Breeds of New Yorker

Christine Smallwood

  • A Fortunate Age by Joanna Smith Rakoff
    Scribner, 399 pp, $26.00, April 2009, ISBN 978 1 4165 9077 4
  • The Group by Mary McCarthy
    Virago, 448 pp, £7.99, December 2009, ISBN 978 1 84408 593 4

In novels, a marriage is not only the place where comedy ends: it is also the place where tragedy begins. The wedding of Lil Roth, the opening act of Joanna Smith Rakoff’s A Fortunate Age, is followed by a lame attempt at spousal murder-by-scissors, a brief stay in a Manhattan mental institution, and Lil’s freak death after a bad case of flu. Lil hadn’t even planned to get married. At her college-sponsored commencement brunch she’d told her parents of her opposition to the ‘outmoded institution’. Her stand was dismissed by the company as naivety and, Moët clouding her mind and dribbling down her dress, she couldn’t think of an impressive intellectual backer, settling for the support of ‘any modern thinker’.

Lil’s fate is somewhat unexpected for a highly educated American woman of the late 20th century. She is persuaded to check herself into the mental hospital for ‘a rest’ – the sort of event that we associate with the mid-century. Presumably some kind of emotional or psychological apparatus could be used to explain the situation, but such workings are absent here. The logic is, rather, extratextual. Lil’s story, and everything else in A Fortunate Age, follows a template: the novel is a rewriting of Mary McCarthy’s The Group (1963), which charted the lives of eight members of the Vassar class of 1933 in the years after graduation.

More than a decade before she wrote The Group, McCarthy published an essay in Holiday magazine called ‘The Vassar Girl’, reflecting on the way women’s lives had changed since her student days in the 1930s. McCarthy and those like her had been inspired by female academics: women so committed to a life of teaching that they made the heroic effort to live alone, without male companionship, in ugly faculty apartments; who answered every question with a question, forcing the girls to establish their own intellectual values, and to idolise unorthodoxy.

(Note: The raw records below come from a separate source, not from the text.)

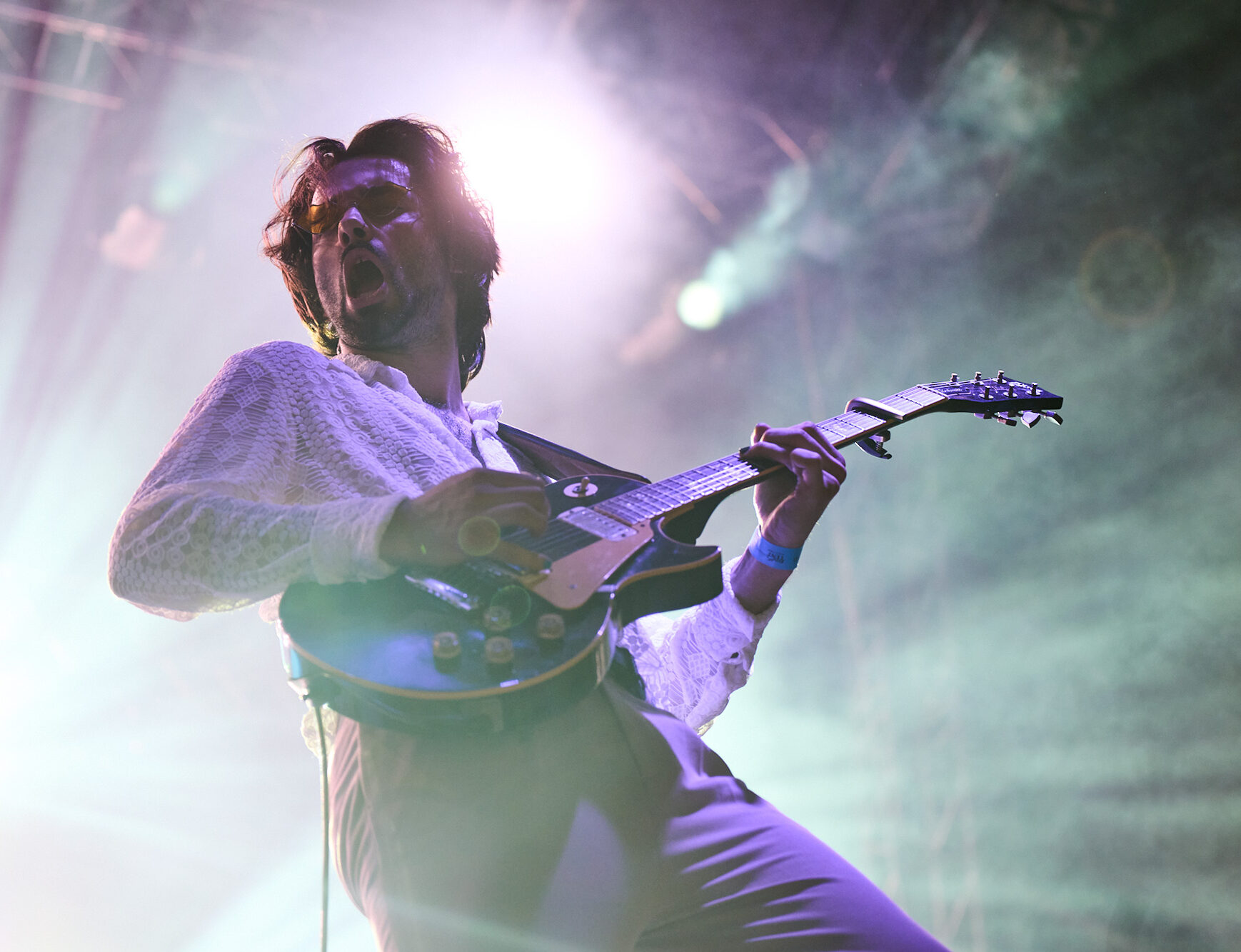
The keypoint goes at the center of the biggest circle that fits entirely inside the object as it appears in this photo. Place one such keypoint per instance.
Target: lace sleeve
(218, 526)
(691, 663)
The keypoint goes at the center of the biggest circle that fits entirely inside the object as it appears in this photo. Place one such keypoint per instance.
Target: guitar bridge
(602, 526)
(445, 592)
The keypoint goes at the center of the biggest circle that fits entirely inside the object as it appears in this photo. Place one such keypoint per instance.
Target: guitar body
(481, 646)
(369, 648)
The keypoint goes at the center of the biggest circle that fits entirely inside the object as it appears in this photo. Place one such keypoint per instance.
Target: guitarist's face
(378, 271)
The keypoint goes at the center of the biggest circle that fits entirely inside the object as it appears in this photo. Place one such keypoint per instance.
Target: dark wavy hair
(459, 221)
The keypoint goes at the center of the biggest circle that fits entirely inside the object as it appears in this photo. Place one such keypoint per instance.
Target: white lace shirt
(289, 466)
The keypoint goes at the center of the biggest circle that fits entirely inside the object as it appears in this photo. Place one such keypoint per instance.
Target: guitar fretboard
(731, 472)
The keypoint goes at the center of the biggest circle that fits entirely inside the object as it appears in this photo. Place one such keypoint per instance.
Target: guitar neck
(733, 474)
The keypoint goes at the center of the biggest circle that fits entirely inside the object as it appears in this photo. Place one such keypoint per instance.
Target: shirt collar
(375, 371)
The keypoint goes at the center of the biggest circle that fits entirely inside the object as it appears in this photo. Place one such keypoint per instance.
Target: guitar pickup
(597, 524)
(445, 592)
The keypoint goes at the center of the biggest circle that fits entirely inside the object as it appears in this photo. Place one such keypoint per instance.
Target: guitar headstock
(1000, 398)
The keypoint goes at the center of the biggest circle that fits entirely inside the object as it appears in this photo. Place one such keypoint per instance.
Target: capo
(875, 409)
(874, 445)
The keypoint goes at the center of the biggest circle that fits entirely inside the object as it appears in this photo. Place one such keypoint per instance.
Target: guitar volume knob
(551, 627)
(498, 652)
(446, 651)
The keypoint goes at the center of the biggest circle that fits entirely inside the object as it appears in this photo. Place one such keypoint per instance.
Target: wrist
(765, 551)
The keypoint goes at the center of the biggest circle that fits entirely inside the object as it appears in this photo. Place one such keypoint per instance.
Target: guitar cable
(326, 812)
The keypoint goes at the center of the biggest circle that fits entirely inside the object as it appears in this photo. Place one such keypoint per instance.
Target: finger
(832, 466)
(521, 513)
(488, 498)
(503, 478)
(519, 558)
(820, 439)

And yet, as she drily reported, such training in unconventionality had yielded an average alumna who had ‘two-plus children and was married to a Republican lawyer’.

This dreary fate was shocking because, after all, these weren’t Wellesley or Smith girls choosing a life of diapers and martinis. These were Vassar girls. And ‘the essence of Vassar,’ McCarthy insisted, ‘is mythic. Today, despite much competition, it still figures in the public mind as the archetypal women’s college … For different people, in fact, at different periods, Vassar can stand for whatever is felt to be wrong with the modern female: humanism, atheism, Communism, short skirts, cigarettes, psychiatry, votes for women, free love, intellectualism.’ When Priss is torn between breast and bottle feeding; when Kay winds up in the Payne Whitney clinic; when Dottie submits to the humiliation of buying a diaphragm only to throw it in a trash bin in Washington Square Park; when Polly’s married lover wiles away the afternoons in psychoanalysis – at all these moments, McCarthy is delineating a recognisably new way of living. It is strange, then, that Rakoff has attempted to define a generation (or ‘microgeneration’, as it’s known today) by backdating the situations in which her characters find themselves.